Файл src/flipdetect.c

#include <stdio.h>
#include <stdlib.h>
#include <math.h>
#include "allheaders.h"

Функции

static void pixDebugFlipDetect (const char *filename, PIX *pixs, PIX *pixhm, l_int32 enable)
l_int32 pixOrientDetect (PIX *pixs, l_float32 *pupconf, l_float32 *pleftconf, l_int32 mincount, l_int32 debug)
l_int32 makeOrientDecision (l_float32 upconf, l_float32 leftconf, l_float32 minupconf, l_float32 minratio, l_int32 *porient, l_int32 debug)
l_int32 pixUpDownDetect (PIX *pixs, l_float32 *pconf, l_int32 mincount, l_int32 debug)
l_int32 pixUpDownDetectGeneral (PIX *pixs, l_float32 *pconf, l_int32 mincount, l_int32 npixels, l_int32 debug)
l_int32 pixOrientDetectDwa (PIX *pixs, l_float32 *pupconf, l_float32 *pleftconf, l_int32 mincount, l_int32 debug)
l_int32 pixUpDownDetectDwa (PIX *pixs, l_float32 *pconf, l_int32 mincount, l_int32 debug)
l_int32 pixUpDownDetectGeneralDwa (PIX *pixs, l_float32 *pconf, l_int32 mincount, l_int32 npixels, l_int32 debug)
l_int32 pixMirrorDetect (PIX *pixs, l_float32 *pconf, l_int32 mincount, l_int32 debug)
l_int32 pixMirrorDetectDwa (PIX *pixs, l_float32 *pconf, l_int32 mincount, l_int32 debug)

Переменные

static const char * textsel1
static const char * textsel2
static const char * textsel3
static const char * textsel4
static const l_int32 DEFAULT_MIN_UP_DOWN_COUNT = 70
static const l_float32 DEFAULT_MIN_UP_DOWN_CONF = 7.0
static const l_float32 DEFAULT_MIN_UP_DOWN_RATIO = 2.5
static const l_int32 DEFAULT_MIN_MIRROR_FLIP_COUNT = 100
static const l_float32 DEFAULT_MIN_MIRROR_FLIP_CONF = 5.0

Функции

l_int32 makeOrientDecision ( l_float32  upconf,
l_float32  leftconf,
l_float32  minupconf,
l_float32  minratio,
l_int32 porient,
l_int32  debug 
)

makeOrientDecision()

Input: upconf (nonzero) leftconf (nonzero) minupconf (minimum value for which a decision can be made) minratio (minimum conf ratio required for a decision) &orient (<return> text orientation enum {0,1,2,3,4}) debug (1 for debug output; 0 otherwise) Return: 0 if OK, 1 on error

Notes: (1) This can be run after pixOrientDetect() (2) Both upconf and leftconf must be nonzero; otherwise the orientation cannot be determined. (3) The abs values of the input confidences are compared to minupconf. (4) The abs value of the largest of (upconf/leftconf) and (leftconf/upconf) is compared with minratio. (5) Input 0.0 for the default values for minupconf and minratio. (6) The return value of orient is interpreted thus: L_TEXT_ORIENT_UNKNOWN: not enough evidence to determine L_TEXT_ORIENT_UP: text rightside-up L_TEXT_ORIENT_LEFT: landscape, text up facing left L_TEXT_ORIENT_DOWN: text upside-down L_TEXT_ORIENT_RIGHT: landscape, text up facing right

static void pixDebugFlipDetect ( const char *  filename,
PIX pixs,
PIX pixhm,
l_int32  enable 
) [static]

l_int32 pixMirrorDetect ( PIX pixs,
l_float32 pconf,
l_int32  mincount,
l_int32  debug 
)

pixMirrorDetect()

Input: pixs (1 bpp, deskewed, English text) &conf (<return> confidence that text is not LR mirror reversed) mincount (min number of left + right; use 0 for default) debug (1 for debug output; 0 otherwise) Return: 0 if OK, 1 on error

Notes: (1) For this test, it is necessary that the text is horizontally oriented, with ascenders going up. (2) conf is the normalized difference between the number of right and left facing characters with ascenders.

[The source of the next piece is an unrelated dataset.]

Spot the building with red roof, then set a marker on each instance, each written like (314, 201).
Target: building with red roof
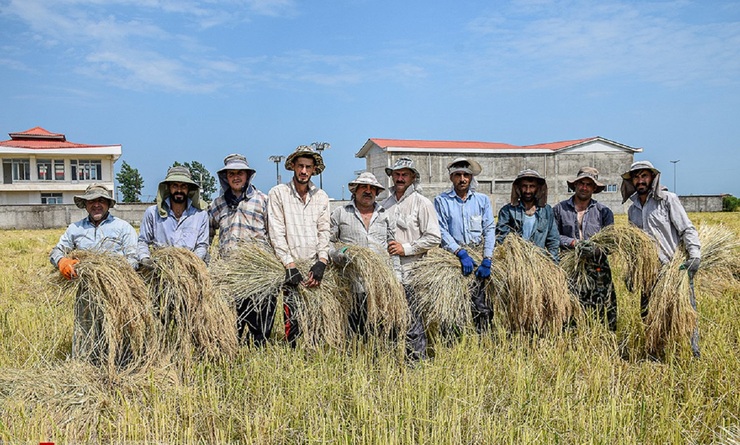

Left-facing are {d}; right-facing are {b, h, k}. At least that was the expectation. In practice, we can really just say that it is the normalized difference in hits using two specific hit-miss filters, textsel1 and textsel2, after the image has been suitably pre-filtered so that these filters are effective. See (4) for what's really happening. (3) A large positive conf value indicates normal text, whereas a large negative conf value means the page is mirror reversed. (4) The implementation is a bit tricky. The general idea is to fill the x-height part of characters, but not the space between them, before doing the HMT. This is done by finding pixels added using two different operations -- a horizontal close and a vertical dilation -- and adding the intersection of these sets to the original. It turns out that the original intuition about the signal was largely in error: much of the signal for right-facing characters comes from the lower part of common x-height characters, like the e and c, that remain open after these operations. So it's important that the operations to close the x-height parts of the characters are purposely weakened sufficiently to allow these characters to remain open. The wonders of morphology!

l_int32 pixMirrorDetectDwa ( PIX pixs,
l_float32 pconf,
l_int32  mincount,
l_int32  debug 
)

pixMirrorDetectDwa()

Input: pixs (1 bpp, deskewed, English text) &conf (<return> confidence that text is not LR mirror reversed) mincount (min number of left + right; use 0 for default) debug (1 for debug output; 0 otherwise) Return: 0 if OK, 1 on error

Notes: (1) We assume the text is horizontally oriented, with ascenders going up. (2) See notes in pixMirrorDetect().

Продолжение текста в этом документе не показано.